A projectile fired upwards on earth and mars.

[m0286]

Hello
I have a calculus problem (1st year) that I cannot solve I am completely confused:
It says:
We are given that the Earth's gravitational acceleration is gE=9.8m/s^2 (downward) and that on Mars gM=3.72m's^2 (downward)
If a projectile is fired upwards from the Earth it lands back on Earth in 10seconds. How long will the projectile take to land back on the surface of Mars if it is fired upwards with the same initial velocity?

So what I've done is:
Earth: d(t)=1/2at^2 so x(t)=490m... so would this be the entire distance or just the distance downward, so that the entire distance would be 980?

Then since velocity =d/t its 980/10s =98m/s (or) 490/10 =49m/s... (not sure which one to use)
And d(t)=vt+1/2at^2 So would I just take the values I got.. and plug them and the Mars acceleration in this equation and solve for t?? Or I have I done something completely wrong? Thanks

 

[HallsofIvy]

Hello
I have a calculus problem (1st year) that I cannot solve I am completely confused:
It says:
We are given that the Earth's gravitational acceleration is gE=9.8m/s^2 (downward) and that on Mars gM=3.72m's^2 (downward)
If a projectile is fired upwards from the Earth it lands back on Earth in 10seconds. How long will the projectile take to land back on the surface of Mars if it is fired upwards with the same initial velocity?

So what I've done is:
Earth: d(t)=1/2at^2 so x(t)=490m...

Okay, that's wrong! That would be for something that had initial velocity 0. It would fall a distance (1/2)at^2 in time t. The whole point here is that the object has an initial velocity, upward, otherwise it wouldn't move upward at all. Of course, you aren't told that initial velocity- that's why you are told that the time it takes to come back to earth- so you can calculate that.

Since this was posted in the "Calculus and beyond" section, I presume that you know how to do this:
dv/dt= a so v= dx/dt= at+ v₀, where v₀ is the initial velocity. Integrating again, x(t)= (1/2)at²+ v₀t+ x₀. Taking the initial height, x₀, to be 0, we have just x(t)= (1/2)at²+ v₀t.

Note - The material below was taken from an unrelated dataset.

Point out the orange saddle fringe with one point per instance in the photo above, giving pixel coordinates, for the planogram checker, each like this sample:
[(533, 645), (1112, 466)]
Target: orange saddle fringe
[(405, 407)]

Obviously, when t= 0, x(0)= 0. But you are also told that x(10)= 0. What must v₀ be for that to be true (with a= -980 of course)?

Now replace a with -3.72, use that same v₀ and solve (1/2)at²+ v₀t= 0 for t. (That has one obvious answer and the other is easy.)

so would this be the entire distance or just the distance downward, so that the entire distance would be 980?

Then since velocity =d/t its 980/10s =98m/s (or) 490/10 =49m/s... (not sure which one to use)
And d(t)=vt+1/2at^2 So would I just take the values I got.. and plug them and the Mars acceleration in this equation and solve for t?? Or I have I done something completely wrong? Thanks

 

[m0286]

Thanks!

ohhhh
Makes so much more sense to me now, i got it.. Thanks a lot!